In her cities, the protests weren't against war—they were against her, and the quiet little stockpile she kept tucked behind the curtain. To pacify the mob, she dumped the nukes on Sam, faster than the tea-drinkers once dumped matches into Boston Harbour, then swore she'd never even seen a matchbox.
Borealia said she was too polite for bombs, too neutral for grudges. But history kept the date: December 7, 1941—she went to war with Nippon before Sam laced his boots. Borealia claimed Nippon came out of the shadows like a ninja—ambushed her tea-drinking friends in Asia's World City, left her no choice. Nippon shot back: Borealia 'camp' didn't look much different from Deutschland's.
Borealia insisted they were "relocations," not exterminations. It wasn't forced labour, just patriotic volunteers—happy to work for free, under guard, and behind barbed wire. They didn't like living in warm houses and preferred cold barns with padlocks and guards.
Deutschland said it took ownership of its sins. Borealia filed her paperwork in a cabinet labelled 'Oopsie Daisies,' then locked the door with the satisfaction of someone who'd just solved alcoholism by redefining 'addiction.'"
She asked Nippon if her 1988 apology made them square—threw some cash at his people like hush money at a crime scene, then smiled like it was a group discount on forgiveness. Nippon said it was too late for that—like showing up with flowers at a funeral you caused. Borealia shrugged. "Uncle Sam said I was helping him set the standard—just north of morality." She insisted her camp was miniature compared to Deutschland's, and the barbed wire was to keep the moose out.
The 'atomic reaction' wasn't outrage at war—it was recoil from Borealia's shadiness. History remembers Los Alamos with fire and fallout. Montreal? Gone before the questions started. Borealia knew when to leave a burning house—especially one she helped build. When the mushroom cloud finally rose, she wanted credit for the science and none of the ash. She said she disarmed while the reactors still glowed. Wanted to have her fallout, dodge it too, and take home a peace medal for the trouble.

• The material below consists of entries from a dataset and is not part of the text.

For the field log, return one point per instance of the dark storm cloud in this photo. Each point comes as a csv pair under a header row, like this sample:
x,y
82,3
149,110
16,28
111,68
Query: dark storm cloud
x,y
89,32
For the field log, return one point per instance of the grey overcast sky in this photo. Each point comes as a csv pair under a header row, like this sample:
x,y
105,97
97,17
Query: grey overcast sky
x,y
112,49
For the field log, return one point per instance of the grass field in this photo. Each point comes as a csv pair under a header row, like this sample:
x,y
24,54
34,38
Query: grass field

Uncle Sam knew Borealia had friends—plenty of them. After all, the tea-drinkers had torched his house with her in tow. She claimed the matches were theirs, not hers—just borrowed flame. Uncle Sam was done watching Borealia gaslight her friends—especially when she kept calling him one of them. She may have disarmed, but she didn't disown the bomb—just relocated it. Somewhere deniable and disposable.
Alan set the manuscript on the table to sip his coffee. "You haven't wrapped up a single thread in your story."
"The war between Technate and Intermarium will end," Merlot said. "Because all good things must come to an end."
"I thought the book was about Intermarium being at war with Ossory?" Alan raised an eyebrow.
"That war's done," Merlot replied. "Ossory won its independence. Broke free from Lolita's grip."
"So what's next?" Alan pressed.
Merlot grinned. "If you're that curious, read it. I can only tell you so much."